Now they are dead, leaving me to wonder whether it is ever worth replacing them. At most I will risk Cistus cyprius, one which is harder to find as it is harder to propagate but is hardier than many others.
I grow flowery penstemons for late summer and I know that there are gradations of hardiness among them. White Snowstorm, dark purple-black Raven and red Myddelton Gem are not reliable, but I use scarlet Firebird as my banker and reckon to chance the others. This year even Firebird is totally brown. I will leave it for a few weeks as penstemons sometimes regenerate from the base but I am not hopeful. I have never lost Firebirds before.
Hebes are a disaster area. I avoid the bigger-leaved evergreens as I know they will often fail in winter but what about the smaller-leaved evergreens, including my favourite Nicola’s Blush? It is the one with masses of pale pink and white little flowers, often twice a year including late autumn. I have had fine bushes of it blushing happily for 15 years but they look dead all over. I will wait on the off chance of regrowth from below ground but I am not hopeful.

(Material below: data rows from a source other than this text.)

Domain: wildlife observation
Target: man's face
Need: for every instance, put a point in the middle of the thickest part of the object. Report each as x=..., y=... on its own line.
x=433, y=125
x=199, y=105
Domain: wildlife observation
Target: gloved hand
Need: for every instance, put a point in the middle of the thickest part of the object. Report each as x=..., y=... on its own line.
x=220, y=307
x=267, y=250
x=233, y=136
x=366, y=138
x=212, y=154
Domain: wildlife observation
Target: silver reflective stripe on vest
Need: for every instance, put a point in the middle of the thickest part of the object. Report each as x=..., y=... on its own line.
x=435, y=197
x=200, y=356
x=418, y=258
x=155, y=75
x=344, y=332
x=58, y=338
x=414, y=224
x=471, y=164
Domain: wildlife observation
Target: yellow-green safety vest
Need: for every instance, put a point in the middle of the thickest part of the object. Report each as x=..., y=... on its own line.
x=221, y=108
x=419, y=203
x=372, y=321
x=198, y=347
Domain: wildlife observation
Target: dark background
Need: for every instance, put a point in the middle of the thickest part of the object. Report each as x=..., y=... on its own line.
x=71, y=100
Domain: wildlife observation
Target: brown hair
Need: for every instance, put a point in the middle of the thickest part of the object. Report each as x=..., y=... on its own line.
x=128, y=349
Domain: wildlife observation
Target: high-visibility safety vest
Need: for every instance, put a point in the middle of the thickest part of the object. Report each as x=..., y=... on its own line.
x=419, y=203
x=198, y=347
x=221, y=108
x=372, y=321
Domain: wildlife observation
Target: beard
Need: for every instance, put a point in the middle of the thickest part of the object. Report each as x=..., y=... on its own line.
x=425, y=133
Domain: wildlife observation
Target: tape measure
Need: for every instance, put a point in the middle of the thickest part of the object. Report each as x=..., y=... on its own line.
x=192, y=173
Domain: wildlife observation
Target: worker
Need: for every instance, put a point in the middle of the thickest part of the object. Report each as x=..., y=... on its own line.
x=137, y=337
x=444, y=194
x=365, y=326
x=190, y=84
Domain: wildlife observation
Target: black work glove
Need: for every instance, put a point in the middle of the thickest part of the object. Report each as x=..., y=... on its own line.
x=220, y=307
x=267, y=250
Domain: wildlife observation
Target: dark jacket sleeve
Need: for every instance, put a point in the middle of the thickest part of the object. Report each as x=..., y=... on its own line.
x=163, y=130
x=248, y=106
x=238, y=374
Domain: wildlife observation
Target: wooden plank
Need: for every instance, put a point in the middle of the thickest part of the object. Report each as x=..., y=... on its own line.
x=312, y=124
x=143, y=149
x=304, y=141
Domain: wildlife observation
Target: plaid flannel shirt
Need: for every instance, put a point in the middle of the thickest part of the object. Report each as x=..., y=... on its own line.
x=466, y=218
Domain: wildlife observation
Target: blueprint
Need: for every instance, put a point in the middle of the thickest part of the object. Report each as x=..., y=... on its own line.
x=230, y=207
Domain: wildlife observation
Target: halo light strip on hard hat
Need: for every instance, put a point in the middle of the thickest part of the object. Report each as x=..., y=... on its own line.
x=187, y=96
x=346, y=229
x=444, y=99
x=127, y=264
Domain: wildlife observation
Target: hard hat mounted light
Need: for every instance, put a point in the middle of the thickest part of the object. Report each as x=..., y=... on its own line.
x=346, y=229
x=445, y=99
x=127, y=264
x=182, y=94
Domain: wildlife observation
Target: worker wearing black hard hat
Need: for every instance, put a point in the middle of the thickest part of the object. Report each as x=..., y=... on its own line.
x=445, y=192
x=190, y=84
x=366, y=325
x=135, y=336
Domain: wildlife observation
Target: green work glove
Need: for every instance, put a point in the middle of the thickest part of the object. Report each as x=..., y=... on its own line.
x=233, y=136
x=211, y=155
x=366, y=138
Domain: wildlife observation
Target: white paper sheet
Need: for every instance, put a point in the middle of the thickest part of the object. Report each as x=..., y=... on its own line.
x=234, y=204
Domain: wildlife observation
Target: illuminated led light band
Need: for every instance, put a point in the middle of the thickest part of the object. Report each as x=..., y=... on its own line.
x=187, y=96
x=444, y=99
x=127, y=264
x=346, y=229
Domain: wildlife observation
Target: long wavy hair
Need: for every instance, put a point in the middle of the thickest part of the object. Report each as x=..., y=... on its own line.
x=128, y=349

For even longer I have loved a lovely taller pink one, Hebe Watson’s Pink, another plant only available from the excellent plant stall at Kiftsgate garden. There, it has always been hardy. It is now dead to ground level.
I well remember 1982. After the bitter winter many shrubs did not look alive until late May. The first test to try is whether the stems show any inner green when you scrape a bit or cut into them with secateurs. If they do they will probably revive: exceptions are shrubby potentillas and cistuses, which can look brown inside but still be alive. If the top growth is all dead, penstemons, hebes and so forth will sometimes reshoot from below ground level, so leave all the dead top growth for the moment and reassess progress or not in early May.
I doubt if white-flowered gauras or any of the hardyish fuchsias will reappear then from below ground. It is wiser to buy replacements now if you see them on sale. They will have been bought up by May, for sure.
Wait, watch and expect the worst. I have grave misgivings about less hardy varieties of agapanthus and have written off marginal verbenas and myrtles. Dieramas, those beauties with grassy leaves and arching stems of flower, are harder to judge. The grassy leaves often go brown in winter but fresh green growth remerges: I will wait and see. I have more hopes of well-chosen pokers, members of the kniphofia family. They have lost all their grassy top growth but look as if they will shoot anew.
Looking at last year’s photos, I can see how my garden in late June looked particularly lovely because it was full of plants I could never have risked in the 1980s. It was like a 2021 portfolio full of tech stocks. It is now thrown back on old staples, phloxes, pulmonarias, hellebores, magnolias and prunus trees.
It is a necessary lesson for newish gardeners, especially those gained in 2020’s lockdowns. The boundaries of hardiness have not permanently shifted, however much the general climate warms. Short sharp shocks sort out the over optimistic. Enjoy past photos, put them behind you and replant as soon as a loss is certain. Deaths are opportunities.